Wednesday, May 25, 2005

Turning water into water

Commentary by Dick Dorworth


By DICK DORWORTH

Dick Dorworth

First, full disclosure. I drink bottled water. Carbonated. Probably a third of the water I drink comes from a bottle. At a certain point in life I became enamored (i.e. addicted) to bubbles in the water I drink, completely senseless behavior in terms of physical well-being. Since I live in Ketchum, where the municipal water system (and the local geography, environment, snow pack and watershed) provides at little cost some of the best drinking water in western America, bottled water is an expensive indulgence that does nothing tap water can't do to hydrate the body, satisfy thirst and do water's part in maintaining excellent health.

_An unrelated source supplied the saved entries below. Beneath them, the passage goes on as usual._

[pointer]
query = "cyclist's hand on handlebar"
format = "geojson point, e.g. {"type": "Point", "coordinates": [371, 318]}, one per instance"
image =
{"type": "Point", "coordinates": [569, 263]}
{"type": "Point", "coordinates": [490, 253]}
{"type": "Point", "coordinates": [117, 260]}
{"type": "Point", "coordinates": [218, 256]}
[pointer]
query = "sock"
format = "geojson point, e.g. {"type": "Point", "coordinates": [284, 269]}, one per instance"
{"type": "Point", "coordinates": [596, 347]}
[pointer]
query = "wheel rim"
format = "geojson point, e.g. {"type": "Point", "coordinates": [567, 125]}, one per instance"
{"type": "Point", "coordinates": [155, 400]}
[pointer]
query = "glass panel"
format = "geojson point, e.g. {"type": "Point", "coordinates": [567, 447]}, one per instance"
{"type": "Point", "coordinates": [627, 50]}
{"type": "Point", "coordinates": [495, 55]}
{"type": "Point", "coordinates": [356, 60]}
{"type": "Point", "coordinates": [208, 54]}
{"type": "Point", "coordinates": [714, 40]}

Until a few years ago, very few people in America drank bottled water, but thanks to an enormous marketing campaign (and the public's propensity to embrace affectation and the delusion of a fountain of youth and to confuse self-worth with image and consumerism with quality of life) it is now the fastest growing segment of the entire beverage industry. In volume, bottled water sales are second among all beverages in the U.S., having doubled between 1993 and 2003. Per capita, Americans drink nearly 25 gallons of bottled water a year.

Bottled water is one of the most successful marketing scams in the scam-filled history of American big business. P.T. Barnum's estimate of the public's sucker birth rate was off by a factor of at least a thousand. Barnum lived in a simpler time.

After conducting a survey of the bottled water industry and testing 103 brands, in 1999 the Natural Resources Defense Council (NRDC) published a major study entitled "Bottled Water: Pure Drink or Pure Hype?" The study found, among other things, that "one-third of the brands tested contained levels of contamination (including traces of arsenic and E. coli); that one-quarter of all bottled water is actually taken from the tap, filtered, and then sold back to the consumer; and that bottled water is generally subject to less-rigorous testing and lower purity standards than tap water."

Pepsi's Aquafina brand promotes itself with a tagline dripping with irony, cynicism and back-slapping marketing hype: "So pure we promise nothing."

Almost all bottled water brands in North America are owned by four corporations: Nestle, PepsiCo, Coca-Cola and Groupe Danone. The latter's products are distributed in America by Coca-Cola. The NRDC reports that the price gouging by these companies is a marketer's dream. For Coca-Cola and Pepsi, who draw their bottled water (and the water for their other beverages) from municipal taps (including Denver and Detroit), the markups are between 240 and 10,000 times from what they pay for the water and what they charge for it.

When one considers that municipal water systems are paid for in the first place by the very tax payers who later buy the water at 240 to 10,000 times what the bottler pays, it is, indeed, a marketer's dream. For Danone and Nestle it is even better, as the bottled water they sell comes from groundwater and streams for which they pay little or nothing. Gustave Levin, past chairman of Perrier, once remarked, "It struck me ... that all you had to do is take the water out of the ground and then sell it for more than the price of wine, milk or for that matter, oil."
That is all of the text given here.